A Bouquet of Book Reviews for Spring

book review booksIt’s spring, and along with the daffodils and spring ephemerals, it’s a time when new books of interest to gardeners emerge. Here are four mini book reviews of newer books we like.

A Way to Garden (Timber Press, 2019) by Margaret Roach is a revision to the book Roach published more than 20 years ago. It’s a beautiful hardcover book, filled with photos of Roach’s large garden in New York state. But the writing is what I really like about this book. Roach is a stylist, both in the garden and on the page.

Here’s Roach on lilacs: “Being Northern-raised, it is hard not to have a soft spot for lilacs, with those voluptuous flowers and that scent. At the start, I made room for many, but as they have sometimes outgrown their spaces I find that I have likewise outgrown lilacs a bit.”

In A Way to Garden, Roach divides the year in the garden into six two-month stretches from Conception to Death and Afterlife. While our seasons are more compressed farther North, this way of thinking about the garden is helpful for planning. Along the way, she covers many garden essentials: choosing hybrids or heirlooms, dealing with nuisance wildlife, why seedlings stretch and get spindly, mulch, roses, potatoes, garlic—really the whole garden and the whole year. Her thoughts on creating “mosaics” under trees are instructive, though I’m sure my efforts will never match the stunning plantings under her 100-year-old apple trees.

A Way to Garden has a release date of April 30, so it may not be in stores yet, but should be in time for Mother’s Day. This is a garden book to read not just look at the pictures.

Jan Johnsen

Gardentopia: Design Basics for Creating Beautiful Outdoor Spaces (Countryman Press, 2019) by Jan Johnsen is a design how-to book with plenty of inspiration thrown in. I wrote about her thoughts on the bones of a garden in a mini book review on my personal blog, but Johnsen has 134 more ideas about how to imagine a space, planning, planting, and carrying out your design ideas. Her tips are practical (“How big a patio do you need?” or “Angelonia stonecrop—a garden workhorse”) but they also ask the big questions that garden design inspires (“Why we garden” or “Respect the genius of the place”). This is a book you can dip in and out of as design issues present themselves.

Sweet Nature: A Cook’s Guide to Using Honey and Maple Syrup (University of Minnesota Press, 2019) by Beth Dooley and Mette Nielsen is a cookbook rather than a gardening book, but many gardeners also tap maple trees or raise bees and the book has a surprising number of recipes highlighting garden produce. Dooley and Nielsen have collaborated on two other regional cookbooks and independently have photographed and written on a variety of food topics.
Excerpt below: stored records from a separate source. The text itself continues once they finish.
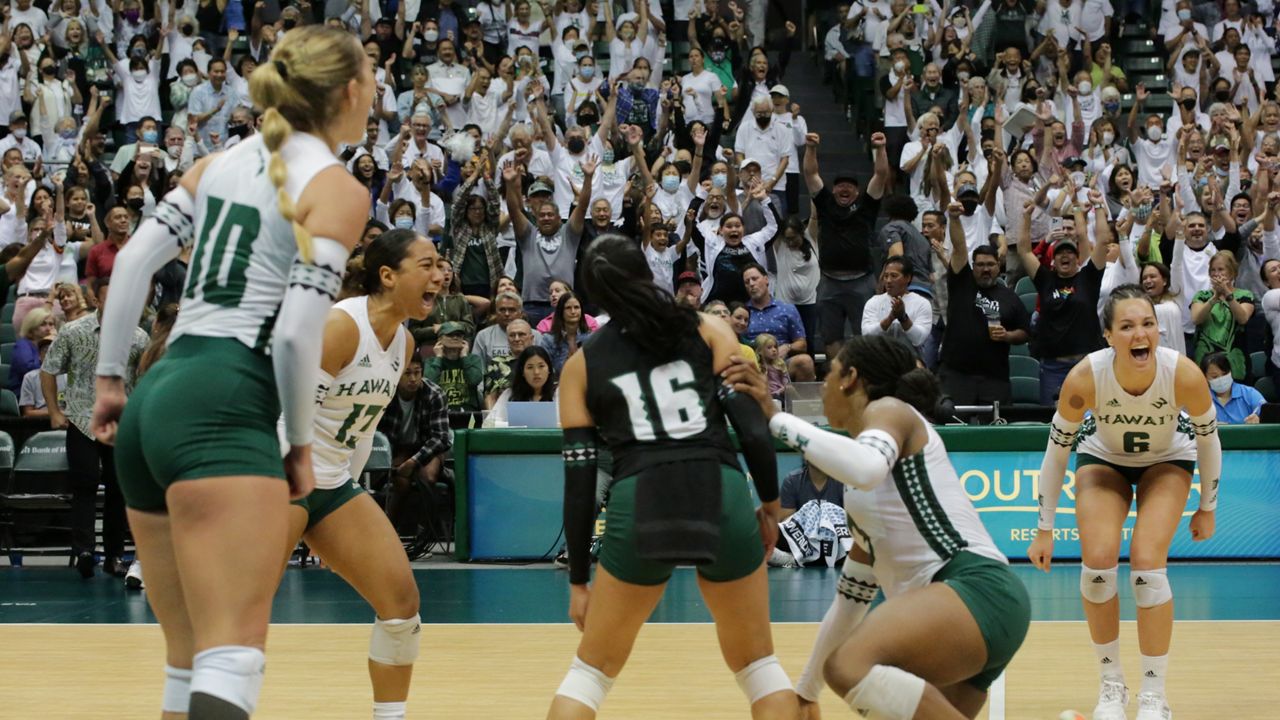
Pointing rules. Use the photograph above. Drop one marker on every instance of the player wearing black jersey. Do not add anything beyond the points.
(647, 386)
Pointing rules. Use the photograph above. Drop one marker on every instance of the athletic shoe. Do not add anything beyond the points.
(133, 578)
(1112, 698)
(782, 559)
(85, 564)
(1152, 706)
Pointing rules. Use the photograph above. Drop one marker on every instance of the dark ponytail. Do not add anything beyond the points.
(618, 279)
(887, 367)
(387, 250)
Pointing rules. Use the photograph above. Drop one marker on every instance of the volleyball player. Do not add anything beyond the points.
(954, 613)
(647, 384)
(1136, 441)
(273, 222)
(366, 347)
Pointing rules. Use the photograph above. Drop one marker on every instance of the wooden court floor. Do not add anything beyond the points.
(1219, 670)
Sweet Nature explores all the ways that honey and maple syrup can be used in cooking, from breakfast granola to salad dressings to savory main dishes with just a touch of sweetness. Their recipe for Garlicky Collards or Kale, featuring honey, vinegar and six cloves of garlic, is just the dish for using up an abundance of greens. I’m bookmarking the recipe for Old-fashioned Corn Pudding for late August and have already whipped up a batch of the Lime, Pomegranate and Honey Dressing, which was spicy, sweet and delicious.

Our last book is Sedges and Rushes of Minnesota (University of Minnesota Press, 2018) by Welby R. Selby with photographs by Richard Haug and assistance from the Minnesota Department of Natural Resources, where Selby is the state botanist. The subtitle of the book is “The Complete Guide to Species Identification” and that is no understatement. The author reviews hundreds of species of sedges (in Minnesota, mostly  Carex species) and rushes and complete the picture with photographs of plants, flowers and seeds. Both plants look like grasses but are not. The book can get technical in places. But if you live near wild areas and want to understand the plants around you or just want to use these valuable plants in your landscape, the book has great value.